Zizhan Zheng, Computer Science, Tulane University

Learning to Secure Cooperative Multi-Agent Learning Systems: Advanced Attacks and Robust Defenses

Personnel

Goals

Cooperative multi-agent learning (MAL), where multiple intelligent agents learn to coordinate with each other and with humans, is emerging as a promising paradigm for solving some of the most challenging problems in various security and safety-critical domains, including transportation, power systems, robotics, and healthcare. The decentralized nature of MAL systems and agents' exploration behavior, however, introduce new vulnerabilities unseen in standalone machine learning systems and traditional distributed systems. This project aims to develop a data-driven approach to MAL security that can provide an adequate level of protection even in the presence of persistent, coordinated, and stealthy insiders or external adversaries. The main novelty of the project is to go beyond heuristics-based attack and defense schemes by incorporating opponent modeling and adaptation into security-related decision-making in a principled way. The project contributes to the emerging fields of science of security and trustworthy artificial intelligence via a cross-disciplinary approach that integrates cybersecurity, multi-agent systems, machine learning, and cognitive science.

Tasks

First, we develop learning-based targeted and untargeted attacks against federated and decentralized machine learning. These attacks first infer a "world model" from publicly available data and then apply reinforcement learning with properly defined state and action spaces and reward function to identify an adaptive attack policy that can fully exploit the system vulnerabilities.

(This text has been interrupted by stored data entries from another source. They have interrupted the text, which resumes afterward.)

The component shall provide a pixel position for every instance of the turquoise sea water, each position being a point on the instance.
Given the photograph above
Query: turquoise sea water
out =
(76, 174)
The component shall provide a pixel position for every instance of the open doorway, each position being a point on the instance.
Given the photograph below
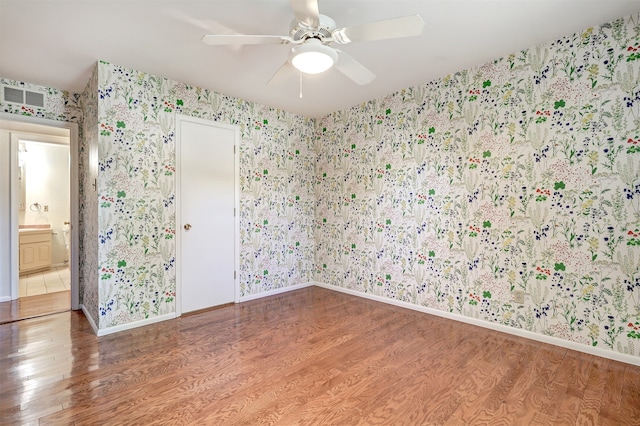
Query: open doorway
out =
(38, 217)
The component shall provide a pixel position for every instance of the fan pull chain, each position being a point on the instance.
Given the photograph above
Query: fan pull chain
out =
(300, 84)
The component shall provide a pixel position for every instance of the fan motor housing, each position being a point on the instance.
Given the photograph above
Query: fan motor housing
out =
(299, 32)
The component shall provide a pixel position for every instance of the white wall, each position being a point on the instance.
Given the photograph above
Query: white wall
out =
(47, 183)
(5, 217)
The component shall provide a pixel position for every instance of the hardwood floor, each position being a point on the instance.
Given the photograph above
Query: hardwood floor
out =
(35, 306)
(308, 357)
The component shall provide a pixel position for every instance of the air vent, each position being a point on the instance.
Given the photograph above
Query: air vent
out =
(15, 95)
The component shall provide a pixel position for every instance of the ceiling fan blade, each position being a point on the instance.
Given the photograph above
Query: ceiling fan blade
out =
(285, 70)
(231, 39)
(353, 69)
(306, 12)
(405, 26)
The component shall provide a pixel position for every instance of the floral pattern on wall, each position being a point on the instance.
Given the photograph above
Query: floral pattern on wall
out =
(88, 214)
(509, 192)
(136, 192)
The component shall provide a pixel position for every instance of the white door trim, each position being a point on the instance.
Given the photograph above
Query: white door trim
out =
(22, 124)
(236, 220)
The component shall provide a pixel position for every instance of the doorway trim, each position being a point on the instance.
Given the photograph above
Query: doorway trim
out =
(35, 125)
(236, 208)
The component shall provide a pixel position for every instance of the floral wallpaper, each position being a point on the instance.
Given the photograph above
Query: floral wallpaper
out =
(136, 192)
(88, 214)
(509, 192)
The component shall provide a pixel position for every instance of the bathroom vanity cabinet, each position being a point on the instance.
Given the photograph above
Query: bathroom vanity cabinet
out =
(35, 250)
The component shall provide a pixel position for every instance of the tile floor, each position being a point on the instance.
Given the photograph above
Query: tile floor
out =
(51, 281)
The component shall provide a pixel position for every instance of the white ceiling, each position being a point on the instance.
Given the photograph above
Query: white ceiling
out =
(55, 43)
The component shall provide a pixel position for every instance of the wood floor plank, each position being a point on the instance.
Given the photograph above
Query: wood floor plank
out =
(312, 357)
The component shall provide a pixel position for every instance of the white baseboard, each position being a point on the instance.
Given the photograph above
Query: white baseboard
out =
(276, 291)
(110, 330)
(90, 319)
(603, 353)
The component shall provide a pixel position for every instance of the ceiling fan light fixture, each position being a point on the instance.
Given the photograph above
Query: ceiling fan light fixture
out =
(313, 57)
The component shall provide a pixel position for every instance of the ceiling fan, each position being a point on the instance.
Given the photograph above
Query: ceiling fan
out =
(312, 35)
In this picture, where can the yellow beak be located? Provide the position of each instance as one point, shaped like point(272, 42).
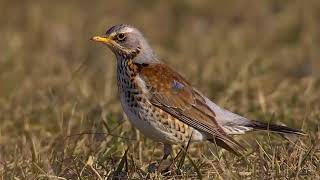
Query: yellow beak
point(101, 39)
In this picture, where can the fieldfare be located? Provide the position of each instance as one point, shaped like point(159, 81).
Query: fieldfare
point(163, 105)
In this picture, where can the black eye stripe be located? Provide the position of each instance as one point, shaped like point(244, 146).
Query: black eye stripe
point(121, 37)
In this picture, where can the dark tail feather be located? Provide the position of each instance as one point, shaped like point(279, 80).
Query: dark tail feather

Second, we investigate Stackelberg Markov games with asymmetric observations as a principled framework for achieving proactive defenses for cooperative learning systems against unknown/uncertain attacks. Our defenses integrate adversarial training and meta-learning by utilizing the automated attack framework developed in the first task as a simulator of (strong) adversaries.

Third, we study security in multi-agent reinforcement learning systems by addressing a set of new challenges, including complicated interactions among agents, non-stationarity, and partial observability. The goal is to understand how malicious attacks and deceptions can prevent benign agents from reaching a socially preferred outcome and how accounting for a higher order of beliefs can help an agent (benign or malicious) in both fully cooperative and mixed-motive settings.

Publications

Support

The project is funded by National Science Foundation (NSF) CAREER award CNS-2146548.

Disclaimer: Any opinions, findings, and conclusions or recommendations expressed in this material are those of the author(s) and do not necessarily reflect the views of the National Science Foundation.